同じセンサーサイズで画素数が違う場合は、画素数が増えると、1画素に割り当てられる受光面積が小さくなるためその分画質が悪くなる場合があります。

ニコンのフラッグシップモデルD5は2082万画素です。D850は4575万画素で2倍以上の差があります!他の機種もD5以上の画素数を持っています。

画素数だけで画質を語ることはできないのですね。。

サイズ、重さ

 イメージセンサー分類サイズ重さ
D5フルサイズ上位機種約160×158.5×92mm1415g
D850フルサイズ上位機種約146×124×78.5mm1005g
D750フルサイズ中位機種約140.5×113×78mm840g
D610フルサイズ入門機種約141×113×82mm850g
D500APS-C上位機種約147×115×81mm860g
D7500APS-C中位機種約135.5×104×72.5mm720g
D5600APS-C入門機種約124×97×70mm465g
D3400APS-C入門機種約124×98×75.5mm445g

一眼レフってデカイし重いイメージがあると思います。これはコンデジやミラーレスにはどうしても敵わない部分です。

同じ一眼レフでフルサイズとAPS-Cではどうでしょう?

これはAPS-Cのほうに分があると言えそうですが、APS-CでもD500のような上位機種ではフルサイズとあまり変わりません。D7500もD610やD750とほとんど差がないですね。

でもAPS-Cの入門機種であるD5600やD3400だと、明らかに軽いです。D5と比べてみると1/3以下です。

小ささや軽さは大正義と言えます。だってデカくて重いと出掛けるのだって億劫になります。

サイズ、重さを最重要視している方はD5600やD3400がオススメですね。

価格

 イメージセンサー分類価格
D5フルサイズ上位機種555,780円
D850フルサイズ上位機種359,640円
D750フルサイズ中位機種149,750円
D610フルサイズ入門機種104,149円
D500APS-C上位機種169,231円
D7500APS-C中位機種115,836円
D5600APS-C入門機種72,650円
D3400APS-C入門機種45,920円

※2018/2/4現在 価格.comでの価格

一眼レフは昔よりだいぶ安くなったと言われていますが、上位機種になるとまだまだお高いですね。。

ただフルサイズでもD610は約10万ですし、D750も発売から3年以上経過しており、値下がりしています。

逆にD500やD7500は発売からまだ経っていないので、フルサイズの機種より高くなっています。

でもやっぱフルサイズたけーやって思うか、趣味として続くか分からないからまずは安いのから始めたいという方はD5600やD3400がオススメですね。この機種はダブルズームキットと言って標準レンズと望遠レンズがセットになって、レンズ単体で買うよりはお得になっています。

これに単焦点レンズをプラスすれば、ボケボケの写真も撮りやすくなりますよ。

操作性

最後は操作性です。
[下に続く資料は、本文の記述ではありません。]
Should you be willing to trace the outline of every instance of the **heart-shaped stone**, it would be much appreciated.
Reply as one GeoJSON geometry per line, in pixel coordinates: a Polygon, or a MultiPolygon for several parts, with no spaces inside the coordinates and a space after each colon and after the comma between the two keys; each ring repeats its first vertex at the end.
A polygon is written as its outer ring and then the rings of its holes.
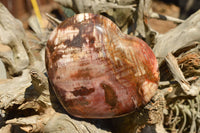
{"type": "Polygon", "coordinates": [[[90,13],[66,19],[51,33],[46,68],[63,107],[81,118],[130,113],[158,88],[151,48],[123,34],[108,18],[90,13]]]}

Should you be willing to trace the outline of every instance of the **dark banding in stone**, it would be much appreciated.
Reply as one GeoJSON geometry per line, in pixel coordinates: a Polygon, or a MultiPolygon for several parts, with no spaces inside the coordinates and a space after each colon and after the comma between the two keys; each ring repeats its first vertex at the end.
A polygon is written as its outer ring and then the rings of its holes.
{"type": "Polygon", "coordinates": [[[72,93],[73,93],[74,96],[86,96],[86,95],[91,94],[95,90],[94,88],[87,89],[84,86],[77,87],[77,88],[74,88],[74,89],[75,90],[72,91],[72,93]]]}
{"type": "Polygon", "coordinates": [[[78,47],[81,48],[84,43],[86,43],[85,38],[81,37],[82,30],[80,30],[79,34],[75,36],[72,41],[65,42],[68,47],[78,47]]]}
{"type": "Polygon", "coordinates": [[[86,39],[89,39],[89,47],[94,47],[94,23],[88,23],[91,21],[91,19],[83,20],[81,23],[74,24],[74,18],[69,18],[68,22],[63,22],[62,24],[60,24],[58,29],[66,30],[69,26],[73,26],[74,28],[79,29],[79,33],[76,36],[74,36],[72,40],[64,40],[63,42],[68,47],[82,48],[83,44],[87,43],[86,39]]]}
{"type": "Polygon", "coordinates": [[[52,58],[52,61],[53,61],[53,63],[55,63],[56,61],[58,61],[59,59],[61,59],[62,58],[62,56],[63,56],[64,54],[63,53],[56,53],[56,55],[55,54],[52,54],[51,56],[51,58],[52,58]]]}
{"type": "Polygon", "coordinates": [[[87,60],[81,60],[79,66],[82,67],[82,66],[87,66],[87,65],[89,65],[89,64],[90,64],[89,61],[87,61],[87,60]]]}
{"type": "Polygon", "coordinates": [[[52,54],[54,52],[54,40],[53,41],[48,41],[48,46],[47,48],[49,49],[50,54],[52,54]]]}
{"type": "Polygon", "coordinates": [[[75,79],[81,79],[81,78],[82,79],[92,79],[93,78],[90,74],[89,69],[78,70],[77,73],[71,74],[70,77],[75,78],[75,79]]]}
{"type": "Polygon", "coordinates": [[[114,108],[117,104],[117,95],[110,85],[101,83],[100,86],[104,89],[106,103],[114,108]]]}
{"type": "Polygon", "coordinates": [[[60,79],[60,76],[57,76],[56,79],[60,79]]]}
{"type": "Polygon", "coordinates": [[[69,99],[64,102],[64,105],[66,107],[75,107],[75,106],[80,106],[80,105],[84,106],[84,105],[88,105],[88,104],[89,104],[89,102],[83,98],[69,99]]]}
D5600やD3400のAPS-C入門機種はフルサイズに比べて価格が安いですが、その分操作性が劣る場合があります。

例えば、背面にISOやWBのボタンはAPS-C入門機種には配置されていません。

出典:D610 – 概要 | 一眼レフカメラ | ニコンイメージング

出典:D5600 – 概要 | 一眼レフカメラ | ニコンイメージング

背面にボタンがあれば上部にある表示パネルで確認しながら操作できます。

実は最近サブカメラ用でD5300を買ったのですが、操作に慣れないこともありますが、背面にボタンがないことが非常に不便でした。
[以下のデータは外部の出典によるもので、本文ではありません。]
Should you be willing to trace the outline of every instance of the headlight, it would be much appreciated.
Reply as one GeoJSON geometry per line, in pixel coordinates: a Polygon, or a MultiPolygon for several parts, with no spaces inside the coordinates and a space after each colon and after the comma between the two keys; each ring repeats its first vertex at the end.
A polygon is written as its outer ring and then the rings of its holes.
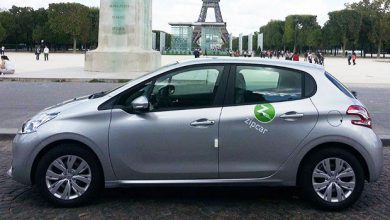
{"type": "Polygon", "coordinates": [[[32,119],[28,120],[26,123],[23,124],[22,130],[19,132],[21,134],[29,134],[37,131],[37,128],[39,126],[45,124],[46,122],[54,119],[57,117],[57,113],[41,113],[37,116],[34,116],[32,119]]]}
出典:D610 – 概要 | 一眼レフカメラ | ニコンイメージング

出典:D5600 – 概要 | 一眼レフカメラ | ニコンイメージング

フルサイズは上部に表示パネルがあることで必要な情報は瞬時は把握することができます。

APS-Cだと全ての情報は液晶パネルに集約されているので、情報を得るまでにちょっと手数が増えます。

出典:D610 – 概要 | 一眼レフカメラ | ニコンイメージング

出典:D5600 – 概要 | 一眼レフカメラ | ニコンイメージング

サブコマンドダイヤルは通常、F値の設定に使うものですが、APS-C入門機種ではないので、メインコマンドダイヤルを併用して操作します。これまた慣れないと不便です。。
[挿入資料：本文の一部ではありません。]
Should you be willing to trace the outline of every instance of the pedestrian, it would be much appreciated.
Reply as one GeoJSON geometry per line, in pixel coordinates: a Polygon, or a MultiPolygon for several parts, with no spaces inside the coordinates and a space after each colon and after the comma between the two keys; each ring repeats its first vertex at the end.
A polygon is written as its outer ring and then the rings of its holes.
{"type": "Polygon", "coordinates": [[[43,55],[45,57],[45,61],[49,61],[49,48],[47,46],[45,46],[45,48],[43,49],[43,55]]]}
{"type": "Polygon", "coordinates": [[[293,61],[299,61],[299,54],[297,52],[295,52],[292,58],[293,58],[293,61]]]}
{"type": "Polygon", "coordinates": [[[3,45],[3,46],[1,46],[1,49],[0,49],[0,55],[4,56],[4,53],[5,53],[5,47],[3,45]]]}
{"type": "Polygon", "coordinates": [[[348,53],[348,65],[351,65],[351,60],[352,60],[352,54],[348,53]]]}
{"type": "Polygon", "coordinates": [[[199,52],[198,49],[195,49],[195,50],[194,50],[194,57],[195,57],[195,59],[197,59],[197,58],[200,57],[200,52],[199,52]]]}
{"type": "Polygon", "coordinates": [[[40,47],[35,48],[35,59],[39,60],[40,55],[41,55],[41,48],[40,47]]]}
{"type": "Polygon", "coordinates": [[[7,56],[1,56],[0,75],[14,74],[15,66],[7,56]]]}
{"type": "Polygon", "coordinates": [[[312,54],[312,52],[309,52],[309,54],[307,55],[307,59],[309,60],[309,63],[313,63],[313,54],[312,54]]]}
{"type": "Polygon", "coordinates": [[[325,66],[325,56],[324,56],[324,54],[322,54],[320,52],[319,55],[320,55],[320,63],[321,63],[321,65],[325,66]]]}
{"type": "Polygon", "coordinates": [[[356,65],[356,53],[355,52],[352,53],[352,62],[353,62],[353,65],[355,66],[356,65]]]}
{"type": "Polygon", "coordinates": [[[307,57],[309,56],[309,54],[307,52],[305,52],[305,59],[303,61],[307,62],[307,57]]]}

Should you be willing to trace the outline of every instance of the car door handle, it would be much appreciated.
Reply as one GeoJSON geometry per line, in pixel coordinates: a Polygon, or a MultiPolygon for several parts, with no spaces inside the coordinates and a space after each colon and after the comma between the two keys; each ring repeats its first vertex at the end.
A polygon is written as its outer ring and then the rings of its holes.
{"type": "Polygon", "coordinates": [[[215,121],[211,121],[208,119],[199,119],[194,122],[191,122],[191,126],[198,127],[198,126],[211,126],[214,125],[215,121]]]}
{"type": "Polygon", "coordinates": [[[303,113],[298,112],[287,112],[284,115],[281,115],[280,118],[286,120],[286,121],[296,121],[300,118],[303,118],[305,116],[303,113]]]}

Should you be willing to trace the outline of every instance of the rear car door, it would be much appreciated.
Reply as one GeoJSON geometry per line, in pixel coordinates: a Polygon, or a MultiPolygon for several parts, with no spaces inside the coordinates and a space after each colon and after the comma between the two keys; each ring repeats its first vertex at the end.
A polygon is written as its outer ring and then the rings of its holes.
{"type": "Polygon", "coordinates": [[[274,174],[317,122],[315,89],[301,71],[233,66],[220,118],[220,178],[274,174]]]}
※APS-Cでも上位のD500やD7500は、フルサイズと同じ操作性になっています。


まとめ

以上、フルサイズとAPS-Cの比較、そして一眼レフを買うときの6つの判断基準でした。

一眼レフを買うオススメとしては、まずAPS-C入門機種を使ってみるのもいいと思います。いきなりフルサイズを買う人はなかなかいないですからね。

D5600のダブルズームキットと35mm単焦点レンズがあれば大抵の写真は撮れますし、バッグやSDカードを入れても10万円ちょっとで済みます。

一眼レフデビューするときに買っておきたい機材7選!あとあと買っておきたい機材10選!

僕も年末にサブカメラ用にD5300ダブルズームキットを買いました。写りはD5600と同じで少し安いです。

カメラは楽しいですよ。朝日や満点の星を見るだけでも幸せを感じます。そして行動もアクティブになるし、季節の変化にも敏感になります。